Is ook bekend hoeveel van de startende ondernemers het voor langere tijd volhouden?
“Als je kijkt naar de in- en uitstroom van nieuwe ondernemingen per jaar, dan blijkt dat van elke twee gestarte ondernemingen er één stopt. Als deze ratio zich in oneindigheid blijft voortzetten, dan haalt 50 procent van het aantal ondernemers het. Dit lijkt te worden bevestigd door cijfers van het CBS over de groep ondernemers die in 2013 begon.

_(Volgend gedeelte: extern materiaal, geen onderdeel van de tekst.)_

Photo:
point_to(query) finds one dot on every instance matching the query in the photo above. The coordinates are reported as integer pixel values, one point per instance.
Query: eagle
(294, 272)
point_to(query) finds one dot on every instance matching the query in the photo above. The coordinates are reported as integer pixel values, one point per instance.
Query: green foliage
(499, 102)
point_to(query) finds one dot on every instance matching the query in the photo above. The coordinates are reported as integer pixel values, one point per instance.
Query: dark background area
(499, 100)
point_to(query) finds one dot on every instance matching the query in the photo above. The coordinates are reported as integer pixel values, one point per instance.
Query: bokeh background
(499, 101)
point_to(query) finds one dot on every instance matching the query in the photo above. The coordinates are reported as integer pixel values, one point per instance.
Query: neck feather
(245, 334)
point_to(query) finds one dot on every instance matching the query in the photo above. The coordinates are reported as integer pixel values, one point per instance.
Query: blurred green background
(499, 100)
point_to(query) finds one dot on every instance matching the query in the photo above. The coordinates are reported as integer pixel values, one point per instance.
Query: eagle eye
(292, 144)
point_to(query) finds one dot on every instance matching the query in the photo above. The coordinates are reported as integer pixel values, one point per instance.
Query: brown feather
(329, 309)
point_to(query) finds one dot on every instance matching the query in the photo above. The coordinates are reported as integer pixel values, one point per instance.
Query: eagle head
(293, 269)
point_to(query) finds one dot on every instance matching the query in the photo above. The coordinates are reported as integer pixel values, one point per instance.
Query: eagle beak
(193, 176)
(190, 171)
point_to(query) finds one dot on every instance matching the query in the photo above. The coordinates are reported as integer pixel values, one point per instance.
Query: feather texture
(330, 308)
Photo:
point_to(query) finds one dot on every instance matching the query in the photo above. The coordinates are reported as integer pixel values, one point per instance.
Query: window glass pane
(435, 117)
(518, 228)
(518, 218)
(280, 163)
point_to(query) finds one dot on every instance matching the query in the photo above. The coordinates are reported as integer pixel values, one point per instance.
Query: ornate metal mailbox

Daarvan is de helft na vijf jaar gestopt. Niet geheel verrassend is de uitstroom van zzp’ers het grootst. Hoe groter een onderneming wordt, hoe kleiner de kans dat die binnen afzienbare tijd ophoudt te bestaan. Dat een bedrijf stopt klinkt overigens negatief, maar je kunt ook zeggen dat het bij het ondernemerschap en een gezonde economie hoort. Lees een boek van een succesvol ondernemer en daarin zal staan dat zijn of haar eerste acht pogingen om een bedrijf te starten mislukten. Het kan natuurlijk gepaard gaan met groot persoonlijk leed voor de ondernemer in kwestie, maar voor de economie als geheel is het gezond als zogeheten zombiebedrijven ophouden te bestaan. Die voegen immers weinig toe aan de economische groei, en het is dan ook beter als hun kapitaal en arbeidskrachten naar een productieve onderneming vloeien. Dat kenmerkt een dynamische en efficiënte economie.”